Я усмехнулась: это видно по лицу — да и по шубе.

В те дни у меня с Сергеем был очередной разлад. Из «Стойла» меня всегда кто-нибудь провожал. Свой переулок я в шутку называла «Пятисобачьим», потому что в нем проживало пять поэтов; да и на Молчановке жили Буданцев с Ильиной. Нередко шли со мною Иван Грузинов или Марцелл Рабинович, случалось — Ечеистов и другие художники... Сергей всегда ревниво смотрел нам вслед, однако ни тут же, ни при новой встрече не позволял себе худого слова о моих провожатых, хотя, конечно, среди них были люди сомнительной нравственности или дурного обхождения с увлекшейся девушкой. Что же сейчас побудило поэта предупредить меня? Не мог же он испугаться, что меня соблазнит явно богатый поклонник! Уж настолько он должен бы меня знать! Нет, не в роскошестве дело, не в шубе. Знаю, что тебя смутило, Сергей. Поэтесса, думаешь, пойдет на многое, чтобы только вышла у нее книжечка стихов.
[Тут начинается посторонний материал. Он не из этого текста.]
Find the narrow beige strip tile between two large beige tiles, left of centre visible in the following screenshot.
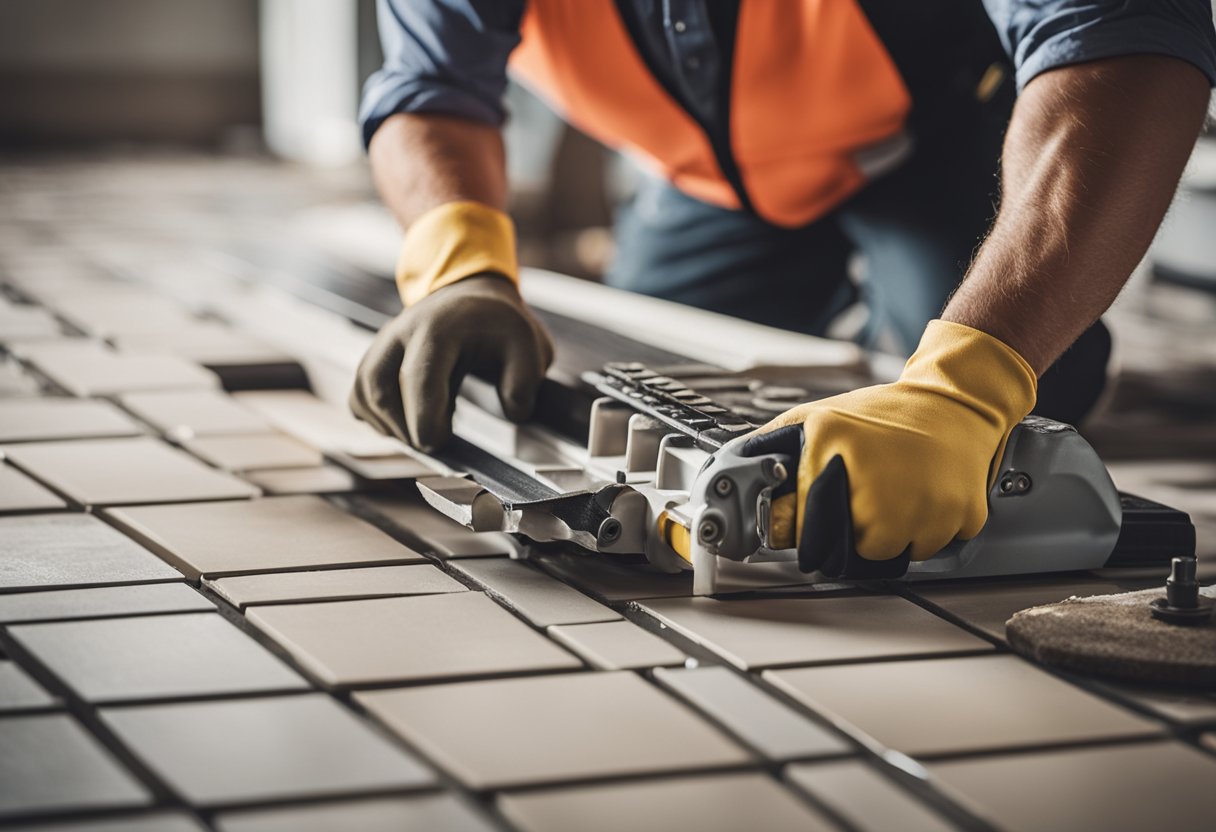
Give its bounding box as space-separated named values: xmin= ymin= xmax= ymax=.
xmin=206 ymin=563 xmax=468 ymax=609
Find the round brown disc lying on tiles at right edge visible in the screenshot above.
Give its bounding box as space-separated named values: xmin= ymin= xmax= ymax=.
xmin=1006 ymin=588 xmax=1216 ymax=687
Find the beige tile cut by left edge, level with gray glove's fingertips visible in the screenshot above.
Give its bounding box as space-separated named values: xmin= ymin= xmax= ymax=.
xmin=0 ymin=397 xmax=143 ymax=442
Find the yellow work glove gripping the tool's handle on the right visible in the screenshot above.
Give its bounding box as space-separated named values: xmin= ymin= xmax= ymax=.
xmin=760 ymin=321 xmax=1037 ymax=561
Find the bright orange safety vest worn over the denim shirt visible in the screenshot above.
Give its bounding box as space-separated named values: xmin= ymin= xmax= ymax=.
xmin=511 ymin=0 xmax=912 ymax=227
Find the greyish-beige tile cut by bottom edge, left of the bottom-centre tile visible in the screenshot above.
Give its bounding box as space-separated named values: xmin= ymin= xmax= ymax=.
xmin=216 ymin=794 xmax=495 ymax=832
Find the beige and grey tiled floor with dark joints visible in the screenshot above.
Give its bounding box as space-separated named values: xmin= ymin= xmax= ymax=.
xmin=0 ymin=154 xmax=1216 ymax=832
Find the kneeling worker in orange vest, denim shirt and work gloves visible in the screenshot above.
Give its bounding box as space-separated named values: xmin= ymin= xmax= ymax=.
xmin=351 ymin=0 xmax=1216 ymax=561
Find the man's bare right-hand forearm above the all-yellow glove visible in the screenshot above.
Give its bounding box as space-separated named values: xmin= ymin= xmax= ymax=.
xmin=942 ymin=56 xmax=1209 ymax=373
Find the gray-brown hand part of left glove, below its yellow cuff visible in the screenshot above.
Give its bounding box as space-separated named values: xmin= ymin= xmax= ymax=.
xmin=350 ymin=275 xmax=553 ymax=451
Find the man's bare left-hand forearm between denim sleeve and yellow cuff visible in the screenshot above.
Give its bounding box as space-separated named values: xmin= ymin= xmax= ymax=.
xmin=368 ymin=113 xmax=507 ymax=227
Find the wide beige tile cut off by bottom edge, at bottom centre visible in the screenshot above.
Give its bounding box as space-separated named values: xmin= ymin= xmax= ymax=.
xmin=499 ymin=774 xmax=837 ymax=832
А «поклонник», пока мы ехали, не позволил себе никаких вольностей.

ВЕРНУСЬ - ДРУГОЙ БУДУ!

Год двадцать второй. Зима (февраль?). Есенин зазвал меня к себе... Днем... На прощанье.

— Еду в Персию!

Не помню, кто еще в комнате. Ваня Старцев? Или «Почем-Соль»? Сергей нежен со мной, как никогда.

Вдруг встает. Вытаскивает откуда-то квадратный листок полутвердого картона — размер чуть побольше, чем, скажем, «Харчевня зорь». Цвет темно-желтый. Сверху печатными, крупными буквами (вырезанными из газетных заголовков и наклеенными): «Сергей Есенин».